Sitin in Comune, il Mos entra in Aula, Mele fa il sindaco e vara il registro delle unioni civili

Il registro delle unioni civili approvato. Anzi, auto-approvato.
Gli agguerriti rappresentanti del Mos (movimento omosessuale sardo) hanno atteso un anno che la mozione sulle coppie di fatto facesse il suo civile e democratico ingresso a Palazzo Ducale. Così ieri, stanchi di avere pazienza, gli attivisti hanno fatto un rocambolesco quanto pacifico blitz nella sala consiliare e se lo sono votato da soli, il registro delle unioni civili: un plebiscito, manco a dirlo. Sindaco ombra, Massimo Mele, leader del Mos, che in qualche modo ha coronato il sogno di occupare la poltrona per cui aveva corso alle amministrative del 2005. Un gesto simbolico quanto clamoroso.
Gli agenti della municipale all'ingresso e gli uomini della Digos, presi in contropiede, hanno potuto fare ben poco per fermarli: vedendosi sfilare sotto il naso bandiere, striscioni e cappellini colorati, hanno opposto una timida resistenza prima di lasciare che i manifestanti straripassero dentro il Palazzo. Ad aiutarli nella spallata, esponen-ti del Collettivo studentesco, Sardigna Natzione, il Css, A manca pro S'Indipendentzia, Partito comunista dei lavoratori, le femministe di Andala, il cantiere Città aperta di Alghero: in tutto una cinquantina.
Questa la conclusione a sorpresa di quello che doveva essere un sit-in davanti al Comune, in occasione della giornata mondiale dell'orgoglio gay, per «riprenderci la piazza, perchè non ci sentiamo più rappresentati dalle istituzioni» ha gridato Mele, dentro l'immancabile maglia dei quattro mori che, a coppie, si baciano. Sullo sfondo lo slogan del piano strategico che nel frattempo il sindaco Gianfranco Ganau stava discutendo in altra sede, con una ironica aggiunta: “Sassari bella, buona, forte (questa la frase originale del piano strategico, ndr)... e bigotta”. «Bigotta – ha continuato il leader del Mos - perchè la nostra, che è sempre stata una città aperta e tollerante, sta diventando omofoba e razzista per colpa di una campagna culturale condotta dai consiglieri cattolici e della destra.

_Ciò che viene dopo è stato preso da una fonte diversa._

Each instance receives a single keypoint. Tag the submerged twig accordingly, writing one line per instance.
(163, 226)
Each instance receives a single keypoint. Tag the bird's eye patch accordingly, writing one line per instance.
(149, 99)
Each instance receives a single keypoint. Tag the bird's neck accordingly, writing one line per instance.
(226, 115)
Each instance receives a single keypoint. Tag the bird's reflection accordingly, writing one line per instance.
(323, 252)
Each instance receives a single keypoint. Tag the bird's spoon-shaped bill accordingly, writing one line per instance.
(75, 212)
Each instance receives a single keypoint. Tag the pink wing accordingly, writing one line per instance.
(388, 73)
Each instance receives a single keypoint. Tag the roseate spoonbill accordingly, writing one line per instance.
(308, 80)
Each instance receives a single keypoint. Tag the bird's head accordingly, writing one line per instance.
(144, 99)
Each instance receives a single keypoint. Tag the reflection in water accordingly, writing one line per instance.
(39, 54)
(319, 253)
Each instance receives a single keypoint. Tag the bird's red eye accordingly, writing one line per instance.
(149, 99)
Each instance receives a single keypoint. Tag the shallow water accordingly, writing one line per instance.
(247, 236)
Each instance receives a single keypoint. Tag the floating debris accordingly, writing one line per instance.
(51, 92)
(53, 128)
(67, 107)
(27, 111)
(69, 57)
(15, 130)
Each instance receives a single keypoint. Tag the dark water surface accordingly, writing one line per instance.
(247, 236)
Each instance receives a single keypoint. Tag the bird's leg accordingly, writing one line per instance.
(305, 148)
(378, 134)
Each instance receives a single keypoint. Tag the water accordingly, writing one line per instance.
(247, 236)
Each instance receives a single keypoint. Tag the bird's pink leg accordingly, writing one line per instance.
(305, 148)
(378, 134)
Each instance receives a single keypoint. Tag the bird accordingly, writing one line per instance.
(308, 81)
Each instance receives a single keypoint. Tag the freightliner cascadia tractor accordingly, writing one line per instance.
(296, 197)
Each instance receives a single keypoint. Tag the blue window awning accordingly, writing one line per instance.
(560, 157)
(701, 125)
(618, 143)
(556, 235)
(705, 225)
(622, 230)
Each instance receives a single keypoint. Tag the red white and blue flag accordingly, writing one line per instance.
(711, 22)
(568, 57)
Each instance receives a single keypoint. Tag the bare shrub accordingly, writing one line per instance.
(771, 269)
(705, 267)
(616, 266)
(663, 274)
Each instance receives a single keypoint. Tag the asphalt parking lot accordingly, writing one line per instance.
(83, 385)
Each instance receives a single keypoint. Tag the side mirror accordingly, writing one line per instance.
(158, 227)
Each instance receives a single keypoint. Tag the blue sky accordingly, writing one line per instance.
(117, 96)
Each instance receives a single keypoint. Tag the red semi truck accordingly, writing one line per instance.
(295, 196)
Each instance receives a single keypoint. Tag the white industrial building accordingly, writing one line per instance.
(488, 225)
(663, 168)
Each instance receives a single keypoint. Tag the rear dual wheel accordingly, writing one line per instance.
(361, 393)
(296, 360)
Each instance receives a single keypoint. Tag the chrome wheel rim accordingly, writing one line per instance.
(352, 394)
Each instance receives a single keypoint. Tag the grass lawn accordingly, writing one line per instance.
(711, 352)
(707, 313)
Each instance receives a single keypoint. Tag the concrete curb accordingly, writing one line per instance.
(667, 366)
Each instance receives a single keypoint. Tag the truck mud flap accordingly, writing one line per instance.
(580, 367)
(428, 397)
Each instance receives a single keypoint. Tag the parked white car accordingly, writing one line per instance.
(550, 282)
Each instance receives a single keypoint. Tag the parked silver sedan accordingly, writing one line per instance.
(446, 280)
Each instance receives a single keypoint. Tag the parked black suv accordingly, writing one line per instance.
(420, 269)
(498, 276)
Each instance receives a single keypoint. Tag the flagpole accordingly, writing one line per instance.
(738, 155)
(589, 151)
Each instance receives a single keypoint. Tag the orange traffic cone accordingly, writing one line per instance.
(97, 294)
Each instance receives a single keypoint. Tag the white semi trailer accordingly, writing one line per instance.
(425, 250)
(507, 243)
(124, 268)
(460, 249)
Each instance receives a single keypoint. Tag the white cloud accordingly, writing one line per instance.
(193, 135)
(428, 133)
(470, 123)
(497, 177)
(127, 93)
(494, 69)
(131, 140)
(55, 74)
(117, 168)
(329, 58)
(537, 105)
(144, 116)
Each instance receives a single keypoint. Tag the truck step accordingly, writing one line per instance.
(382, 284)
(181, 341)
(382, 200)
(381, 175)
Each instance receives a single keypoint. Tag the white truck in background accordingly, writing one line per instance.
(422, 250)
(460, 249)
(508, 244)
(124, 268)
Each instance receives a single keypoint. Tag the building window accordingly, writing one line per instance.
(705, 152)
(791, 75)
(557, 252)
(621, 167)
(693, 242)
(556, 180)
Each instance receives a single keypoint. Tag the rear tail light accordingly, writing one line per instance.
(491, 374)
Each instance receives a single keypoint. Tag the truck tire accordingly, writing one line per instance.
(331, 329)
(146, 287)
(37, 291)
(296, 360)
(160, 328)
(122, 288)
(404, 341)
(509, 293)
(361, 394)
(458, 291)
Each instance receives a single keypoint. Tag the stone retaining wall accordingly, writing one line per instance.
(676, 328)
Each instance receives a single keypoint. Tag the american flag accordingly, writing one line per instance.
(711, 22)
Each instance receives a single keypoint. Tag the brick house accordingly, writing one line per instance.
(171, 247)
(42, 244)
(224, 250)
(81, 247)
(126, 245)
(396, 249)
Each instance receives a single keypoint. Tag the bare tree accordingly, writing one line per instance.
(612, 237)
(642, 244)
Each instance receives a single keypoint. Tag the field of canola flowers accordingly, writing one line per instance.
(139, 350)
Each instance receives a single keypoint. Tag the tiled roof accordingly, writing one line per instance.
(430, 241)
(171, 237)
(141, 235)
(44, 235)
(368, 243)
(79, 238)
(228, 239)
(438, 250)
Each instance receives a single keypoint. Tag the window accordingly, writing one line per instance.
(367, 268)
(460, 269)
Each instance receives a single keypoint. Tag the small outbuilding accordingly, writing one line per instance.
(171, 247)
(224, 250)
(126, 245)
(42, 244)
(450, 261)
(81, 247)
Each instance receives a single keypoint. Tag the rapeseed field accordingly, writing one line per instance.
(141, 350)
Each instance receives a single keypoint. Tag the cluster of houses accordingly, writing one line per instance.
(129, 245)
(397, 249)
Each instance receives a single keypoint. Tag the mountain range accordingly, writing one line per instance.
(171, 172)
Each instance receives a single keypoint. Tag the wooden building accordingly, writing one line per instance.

"Malati, viziosi e schifosi" e giù aggettivi acidi. E giù applausi. Consiglieri con nomi e cognomi: «Marcello Orrù, Tore Chessa, Giancarlo Carta, Sandro Profili, Antonello Sassu: loro sono i mandanti dell'odio che si sta scatenando nei nostri confronti». Un odio le cui avvisaglie sarebbero apparse in occasione dell'ultimo Gay pride romano, quando la delegazione del Mos diretta a Roma è stata scortata dalla Digos fino a Olbia «perchè la questura aveva motivo di sospettare una possibile aggressione ai nostri danni durante il percorso: un fatto mai verificatosi prima». Per quei consiglieri che rifiutano il riconoscimento pubblico delle coppie omosessuali «proponiamo il ritiro della cittadinanza – ha concluso provocatoriamente Mele - e l'esilio in un paese fondamentalista: Iran o Afghanistan: il biglietto lo paghiamo noi».